Sin embargo, un aspecto que hasta ahora AMLO no se ha atrevido a tocar es la disposición constitucional de la no reelección presidencial absoluta que, en México, es un tema casi sagrado desde el fin de la Revolución mexicana (1910-1920). Pero lo que sí luce evidente es que intenta controlar la sucesión presidencial del 2024. Aquí, nuevamente, viene al recuerdo el viejo sistema priista, en el cual, el Presidente no se podía reelegir pero sí imponía a su sucesor en el cargo por las buenas y por las malas. El casi olvidado “dedazo”.
Esto es, básicamente, lo que está intentando reeditar López Obrador. Retrotraer a México a la etapa previa de la transición democrática del año 2000, cuando por primera vez en la historia de ese país un presidente entregó el mando pacíficamente a un opositor.
Tema sensible
Probablemente sea esa historia, no tan lejana, lo que haya despertado un resorte democrático en una parte importante de la sociedad mexicana que ha decidido intentar detener a AMLO en este punto. A diferencia de lo ocurrido con la militarización de la seguridad, que quedó como un tema a resolver entre políticos, en esta ocasión el intento por controlar el INE ha sido respondido con la más importante movilización de calle contra alguna iniciativa presidencial desde que López Obrador llegó al Palacio Nacional. El pasado domingo centenares de miles de personas se manifestaron en diversas ciudades de México, y de su capital, en defensa del INE y a fin de presionar al Congreso para que no apruebe la reforma propuesta.
Aunque es prematuro afirmar que este sea un punto de quiebre del, hasta ahora, imparable avance del lopezobradorismo, sí luce alentador constatar que la del pasado domingo ha sido la primera manifestación en México no realizada para protestar en contra de un presidente o favor de una parcialidad, sino para defender una institución. La autonomía del INE ha sido un tema muy sensible en México y se puede afirmar que la historia de su democratización es la historia de la lucha contra el fraude electoral sistémico. Una lucha de la cual la izquierda mexicana y el propio López Obrador fueron protagonistas. Las reformas electorales de 1994 y 1997 sirvieron de llave para abrir el cerrado régimen anterior hacia la apertura democrática y posteriormente introducidas como normas con rango constitucional.
Modificar la Constitución
De modo que modificarlas, implica modificar la Constitución, para lo que Morena necesita mayorías especiales en el Congreso. Para ello requiere los votos del disminuido PRI, que luego de varias semanas en vilo con respecto a su posición, y ante la presión ciudadana, ha oficializado su postura en contra de la propuesta presidencial. La reforma planteada requiere de las dos terceras partes de la Cámara baja que Morena, por sí sola, no tiene. Además, dentro de sus propias filas se han dado señales de disidencia.

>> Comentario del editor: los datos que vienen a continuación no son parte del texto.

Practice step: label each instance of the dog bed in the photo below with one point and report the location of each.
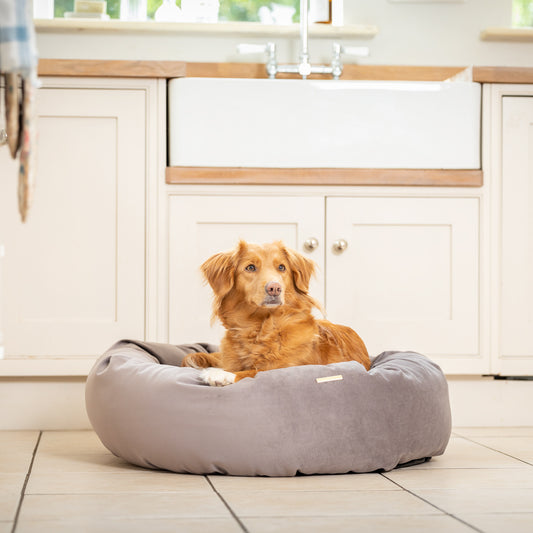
(307, 419)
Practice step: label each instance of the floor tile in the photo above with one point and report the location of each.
(8, 504)
(463, 453)
(150, 505)
(494, 432)
(125, 525)
(362, 524)
(313, 483)
(461, 478)
(21, 441)
(71, 442)
(478, 501)
(496, 523)
(330, 503)
(10, 491)
(518, 447)
(15, 462)
(94, 462)
(104, 482)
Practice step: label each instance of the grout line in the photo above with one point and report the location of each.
(496, 450)
(433, 505)
(232, 512)
(23, 491)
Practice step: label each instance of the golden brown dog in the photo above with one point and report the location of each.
(261, 299)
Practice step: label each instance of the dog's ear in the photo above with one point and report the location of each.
(219, 271)
(302, 270)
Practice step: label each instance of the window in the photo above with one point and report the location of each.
(522, 13)
(230, 10)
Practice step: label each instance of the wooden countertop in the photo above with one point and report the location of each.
(178, 69)
(294, 176)
(324, 176)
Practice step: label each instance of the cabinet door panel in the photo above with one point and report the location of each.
(202, 226)
(409, 278)
(517, 236)
(75, 271)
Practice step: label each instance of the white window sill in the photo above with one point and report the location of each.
(524, 35)
(220, 28)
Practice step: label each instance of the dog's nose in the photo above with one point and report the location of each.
(273, 288)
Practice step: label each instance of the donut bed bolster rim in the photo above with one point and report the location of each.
(156, 414)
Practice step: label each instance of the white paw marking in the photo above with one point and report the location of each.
(217, 377)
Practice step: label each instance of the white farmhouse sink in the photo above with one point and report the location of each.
(326, 123)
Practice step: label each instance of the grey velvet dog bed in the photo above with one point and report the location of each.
(150, 411)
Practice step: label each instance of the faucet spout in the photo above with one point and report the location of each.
(305, 66)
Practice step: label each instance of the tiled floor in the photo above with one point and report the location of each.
(68, 482)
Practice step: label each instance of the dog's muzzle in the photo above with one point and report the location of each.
(273, 292)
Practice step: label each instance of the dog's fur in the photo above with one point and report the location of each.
(261, 298)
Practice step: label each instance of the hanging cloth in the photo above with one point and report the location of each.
(18, 64)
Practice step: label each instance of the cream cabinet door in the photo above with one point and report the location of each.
(200, 226)
(74, 273)
(409, 277)
(516, 350)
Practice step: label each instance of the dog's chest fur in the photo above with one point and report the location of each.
(276, 339)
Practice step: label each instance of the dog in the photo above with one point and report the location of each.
(261, 297)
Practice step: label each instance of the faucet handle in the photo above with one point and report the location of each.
(338, 50)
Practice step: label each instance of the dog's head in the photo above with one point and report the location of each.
(265, 276)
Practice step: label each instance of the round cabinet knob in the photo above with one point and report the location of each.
(340, 245)
(311, 244)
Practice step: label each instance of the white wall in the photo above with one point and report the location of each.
(412, 33)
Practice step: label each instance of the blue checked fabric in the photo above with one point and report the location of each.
(17, 38)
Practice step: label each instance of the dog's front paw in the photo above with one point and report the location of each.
(217, 377)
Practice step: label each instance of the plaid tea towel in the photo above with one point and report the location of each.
(17, 38)
(18, 62)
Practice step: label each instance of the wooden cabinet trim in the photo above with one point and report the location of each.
(323, 176)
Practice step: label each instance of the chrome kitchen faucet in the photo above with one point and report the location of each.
(304, 68)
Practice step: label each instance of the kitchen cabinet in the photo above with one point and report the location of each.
(407, 278)
(516, 282)
(75, 273)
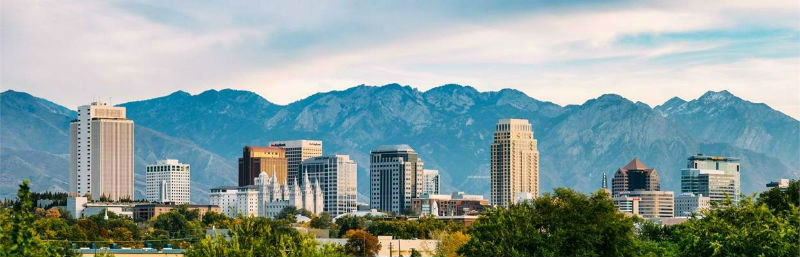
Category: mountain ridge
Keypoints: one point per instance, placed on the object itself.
(451, 127)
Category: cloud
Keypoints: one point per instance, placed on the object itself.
(565, 53)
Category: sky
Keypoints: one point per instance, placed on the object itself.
(566, 52)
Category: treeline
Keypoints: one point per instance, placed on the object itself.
(567, 223)
(562, 223)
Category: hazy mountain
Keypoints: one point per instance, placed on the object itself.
(451, 127)
(34, 136)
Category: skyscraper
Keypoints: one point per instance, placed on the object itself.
(168, 181)
(712, 176)
(101, 152)
(296, 152)
(635, 176)
(515, 161)
(337, 179)
(256, 159)
(395, 177)
(430, 182)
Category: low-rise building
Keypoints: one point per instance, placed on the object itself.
(152, 210)
(455, 204)
(688, 203)
(653, 204)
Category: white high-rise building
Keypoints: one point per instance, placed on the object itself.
(337, 179)
(101, 152)
(515, 162)
(298, 151)
(267, 197)
(395, 178)
(168, 181)
(226, 198)
(430, 182)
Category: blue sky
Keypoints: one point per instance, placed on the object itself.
(561, 51)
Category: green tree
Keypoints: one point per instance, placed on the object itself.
(258, 236)
(565, 223)
(361, 243)
(18, 237)
(216, 219)
(415, 253)
(348, 222)
(745, 228)
(323, 221)
(449, 243)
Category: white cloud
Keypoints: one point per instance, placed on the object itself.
(61, 51)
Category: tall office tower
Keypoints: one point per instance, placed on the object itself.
(515, 162)
(653, 204)
(256, 159)
(688, 203)
(168, 181)
(101, 152)
(298, 151)
(430, 182)
(337, 179)
(712, 176)
(635, 176)
(395, 173)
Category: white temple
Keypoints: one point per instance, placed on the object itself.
(274, 196)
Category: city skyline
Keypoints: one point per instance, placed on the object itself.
(581, 49)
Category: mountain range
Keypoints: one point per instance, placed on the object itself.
(451, 127)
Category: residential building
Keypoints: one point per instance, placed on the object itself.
(336, 175)
(101, 152)
(654, 204)
(225, 198)
(781, 183)
(257, 159)
(635, 176)
(152, 210)
(688, 203)
(395, 177)
(714, 176)
(455, 204)
(430, 182)
(514, 161)
(168, 181)
(298, 151)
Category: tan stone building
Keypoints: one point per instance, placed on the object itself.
(515, 161)
(101, 152)
(256, 159)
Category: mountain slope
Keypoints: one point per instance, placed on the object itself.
(450, 126)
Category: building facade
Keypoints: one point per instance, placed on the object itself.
(635, 176)
(395, 177)
(151, 211)
(653, 204)
(688, 203)
(455, 204)
(168, 181)
(298, 151)
(713, 176)
(430, 182)
(514, 161)
(257, 159)
(225, 197)
(101, 152)
(337, 179)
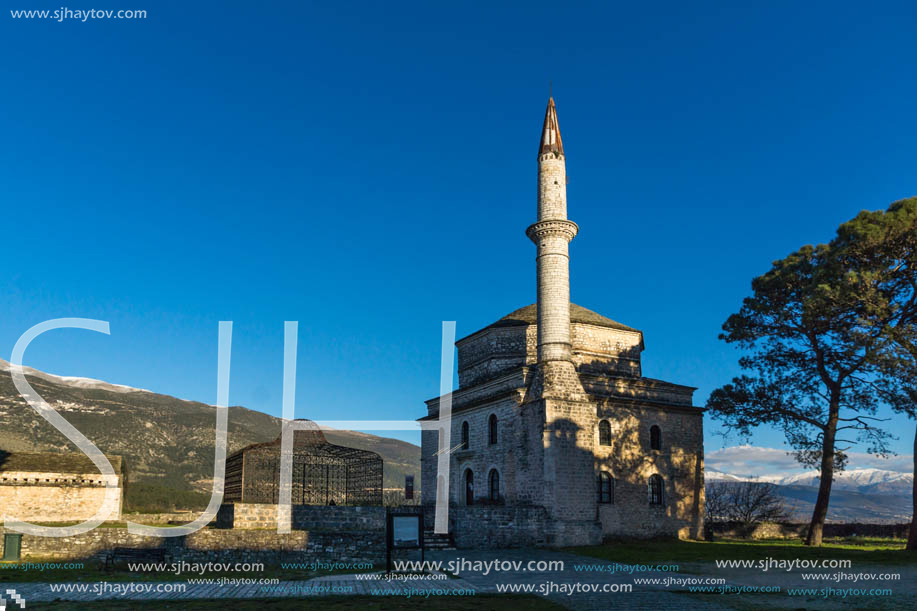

Sin embargo, no por eso AMLO ha dado su brazo a torcer. Por el contrario, ya anunció su plan B que consiste en pasar la reforma del sistema electoral mediante leyes secundarias, acompañado, como ya ha ido acostumbrado a su público, con los respectivos insultos y descalificaciones en contra de los “fifi”, la clase media y los conservadores. Y, por supuesto, no ha podido faltar la convocatoria de su contramarcha para el próximo 27 de este mes.
La ventaja de AMLO es una oposición partidista que sigue dividida y marcada por el desprestigio de los gobiernos anteriores. Su desventaja podría ser la determinación de una parte de los mexicanos para que uno de sus lemas nacionales siga vigente: “sufragio efectivo, no reelección”.